Byron's Babbles

Knowing Yourself

Posted in Coaching, Disciplined Leadership, Leadership, The Disciplined Leader by Dr. Byron L. Ernest on December 19, 2015

  You’ve probably noticed it’s very hard to know ourselves; it’s easy to be distracted by the way we wish we were, or think we ought to be, or what others think we should be, until we lose sight of what is actually true. When you don’t know yourself it then becomes easy to become defensive. As John Manning (2015) pointed out in lesson 11 in The Disciplined Leader,  “Habitually defensive behavior creates an atmosphere in which people walk on eggshells and struggle to communicate—primarily with you. That’s dangerous for your business’s well-being because it can stifle transparency, ideas, and productivity.” I would argue we need to spend more time interrogating ourselves and getting to know ourselves to break down the walls of defensiveness. It is always good news when people interrogate themselves about their beliefs, values, and actions. It’s important to be a self-aware person. Too many people lack self-awareness, for too many reasons. Engaging in self-reflection isn’t a luxury; it is a necessity. 

 Most of us choose to focus our attention on the behavior of others. Some people get mesmerized by looking at themselves in mirrors. Neither extreme has a propensity for healthy introspection or taking balanced personal inventory.
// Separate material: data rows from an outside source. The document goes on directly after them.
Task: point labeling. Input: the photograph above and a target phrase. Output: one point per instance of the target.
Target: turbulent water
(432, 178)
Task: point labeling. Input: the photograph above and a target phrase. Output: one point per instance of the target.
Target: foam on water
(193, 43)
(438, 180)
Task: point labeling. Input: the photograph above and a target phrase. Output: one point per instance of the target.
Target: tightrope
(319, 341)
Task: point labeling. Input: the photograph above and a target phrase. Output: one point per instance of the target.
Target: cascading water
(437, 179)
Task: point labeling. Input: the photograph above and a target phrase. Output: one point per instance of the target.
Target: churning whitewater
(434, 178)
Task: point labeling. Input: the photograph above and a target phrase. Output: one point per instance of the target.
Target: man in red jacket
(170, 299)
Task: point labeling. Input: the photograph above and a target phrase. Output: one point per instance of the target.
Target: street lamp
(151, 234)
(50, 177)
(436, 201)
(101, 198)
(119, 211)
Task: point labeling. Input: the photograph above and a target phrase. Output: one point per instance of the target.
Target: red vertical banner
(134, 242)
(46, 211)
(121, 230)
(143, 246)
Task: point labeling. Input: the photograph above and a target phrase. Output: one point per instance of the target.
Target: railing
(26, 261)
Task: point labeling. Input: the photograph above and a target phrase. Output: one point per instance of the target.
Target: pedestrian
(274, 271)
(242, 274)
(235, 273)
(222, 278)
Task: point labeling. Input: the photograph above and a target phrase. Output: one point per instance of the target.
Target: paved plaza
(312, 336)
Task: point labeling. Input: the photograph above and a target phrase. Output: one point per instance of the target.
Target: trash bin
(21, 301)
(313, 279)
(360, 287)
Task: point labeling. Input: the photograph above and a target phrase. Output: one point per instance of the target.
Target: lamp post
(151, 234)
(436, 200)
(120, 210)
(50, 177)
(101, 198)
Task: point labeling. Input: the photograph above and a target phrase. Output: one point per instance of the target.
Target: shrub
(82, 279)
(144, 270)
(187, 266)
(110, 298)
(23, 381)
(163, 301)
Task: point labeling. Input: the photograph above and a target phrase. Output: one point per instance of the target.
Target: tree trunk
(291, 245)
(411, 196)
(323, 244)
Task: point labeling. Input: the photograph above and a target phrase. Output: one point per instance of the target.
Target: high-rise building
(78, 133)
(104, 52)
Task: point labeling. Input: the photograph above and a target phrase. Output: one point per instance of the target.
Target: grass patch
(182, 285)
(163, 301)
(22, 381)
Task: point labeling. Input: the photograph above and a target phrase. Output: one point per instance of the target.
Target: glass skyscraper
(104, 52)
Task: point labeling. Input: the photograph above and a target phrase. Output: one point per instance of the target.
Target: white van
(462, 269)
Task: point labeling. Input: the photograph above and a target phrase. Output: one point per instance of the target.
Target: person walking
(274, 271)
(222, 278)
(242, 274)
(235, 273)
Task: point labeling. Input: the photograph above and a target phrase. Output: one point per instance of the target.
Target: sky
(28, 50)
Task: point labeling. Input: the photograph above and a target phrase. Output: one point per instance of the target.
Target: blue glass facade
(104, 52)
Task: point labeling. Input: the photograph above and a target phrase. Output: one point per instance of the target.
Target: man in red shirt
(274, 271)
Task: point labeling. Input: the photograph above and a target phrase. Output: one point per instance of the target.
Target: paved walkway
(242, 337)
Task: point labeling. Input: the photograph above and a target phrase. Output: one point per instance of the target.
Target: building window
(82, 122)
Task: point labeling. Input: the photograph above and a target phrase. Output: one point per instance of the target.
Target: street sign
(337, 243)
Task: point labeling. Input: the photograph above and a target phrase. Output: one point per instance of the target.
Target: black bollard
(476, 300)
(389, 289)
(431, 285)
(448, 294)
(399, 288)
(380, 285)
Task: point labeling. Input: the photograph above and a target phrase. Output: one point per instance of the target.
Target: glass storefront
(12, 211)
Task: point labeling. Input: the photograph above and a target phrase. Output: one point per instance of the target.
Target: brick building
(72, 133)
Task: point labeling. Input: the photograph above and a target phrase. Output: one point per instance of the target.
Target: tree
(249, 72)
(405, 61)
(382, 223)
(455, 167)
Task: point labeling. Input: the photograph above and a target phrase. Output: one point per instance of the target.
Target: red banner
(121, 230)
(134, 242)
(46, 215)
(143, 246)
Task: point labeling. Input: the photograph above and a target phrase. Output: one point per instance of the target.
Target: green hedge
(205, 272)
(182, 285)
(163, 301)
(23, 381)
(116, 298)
The sooner we are open to consciously examining and acknowledging who we are the sooner the traits that are unique to us can become strengths, or at least stop hindering our growth. As Manning (2015) pointed out, the problem is that we’re all defensive some of the time. We would have to admit we are better able to observe defensiveness in other people than in ourselves. Once we’re in defensive or reactive mode we can’t take in new information or see two sides of an issue—or better yet, seven or eight sides. 
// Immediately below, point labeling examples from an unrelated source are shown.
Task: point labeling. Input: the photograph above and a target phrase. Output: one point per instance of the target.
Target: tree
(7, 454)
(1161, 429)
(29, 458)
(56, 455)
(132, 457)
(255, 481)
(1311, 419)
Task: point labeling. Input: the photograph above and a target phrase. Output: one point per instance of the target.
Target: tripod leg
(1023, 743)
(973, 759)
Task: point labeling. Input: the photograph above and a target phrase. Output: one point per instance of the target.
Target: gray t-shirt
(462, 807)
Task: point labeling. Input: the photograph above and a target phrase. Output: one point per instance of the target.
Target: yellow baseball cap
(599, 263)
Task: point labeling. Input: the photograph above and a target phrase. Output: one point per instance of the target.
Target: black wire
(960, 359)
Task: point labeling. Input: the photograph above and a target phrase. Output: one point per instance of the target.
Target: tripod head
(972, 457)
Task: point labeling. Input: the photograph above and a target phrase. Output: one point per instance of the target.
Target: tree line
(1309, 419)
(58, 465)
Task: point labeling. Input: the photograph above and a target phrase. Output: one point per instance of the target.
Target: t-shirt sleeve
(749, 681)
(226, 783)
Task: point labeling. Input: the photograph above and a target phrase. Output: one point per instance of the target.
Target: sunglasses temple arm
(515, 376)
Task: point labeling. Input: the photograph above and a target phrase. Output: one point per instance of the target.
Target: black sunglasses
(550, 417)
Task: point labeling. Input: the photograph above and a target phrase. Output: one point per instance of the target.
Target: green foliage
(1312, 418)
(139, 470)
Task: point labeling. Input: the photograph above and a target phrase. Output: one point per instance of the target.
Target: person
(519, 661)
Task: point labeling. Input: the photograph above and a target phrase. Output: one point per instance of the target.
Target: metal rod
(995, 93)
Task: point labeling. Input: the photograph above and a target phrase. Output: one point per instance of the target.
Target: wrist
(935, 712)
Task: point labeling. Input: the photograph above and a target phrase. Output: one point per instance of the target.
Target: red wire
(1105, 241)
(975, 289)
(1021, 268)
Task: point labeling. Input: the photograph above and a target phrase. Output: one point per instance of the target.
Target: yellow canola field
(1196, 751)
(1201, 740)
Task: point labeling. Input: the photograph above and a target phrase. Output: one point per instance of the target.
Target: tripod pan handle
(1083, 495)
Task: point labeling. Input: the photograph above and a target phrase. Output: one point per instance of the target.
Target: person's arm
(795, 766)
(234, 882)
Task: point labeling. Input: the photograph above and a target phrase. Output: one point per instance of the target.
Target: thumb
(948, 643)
 One thing I try to do when I find myself getting defensive is to ask for specifics. This will help clarify the other person’s point and show that you care about what they are expressing. Remember, however, asking for specifics is not the same thing as nitpicking. The key is to be curious, not to cross-examine. Don’t act like a lawyer even if you are one. Also, do not counter-criticize. This is huge because because this is one of the quickest ways to ruin a learning organization culture of openness and collaboration. Even if you don’t like what the person is saying you can thank her for initiating a difficult conversation. Then reflect and glean what you can for improvement. I always try to look at every conversation as a chance to grow, both personally and professionally. These touch points all become a chance to get to know yourself better.

Reference

Manning, J. (2015). The disciplined leader: 52 concise, powerful lessons. Oakland, CA: Barrett – Koehler Publishers, Inc.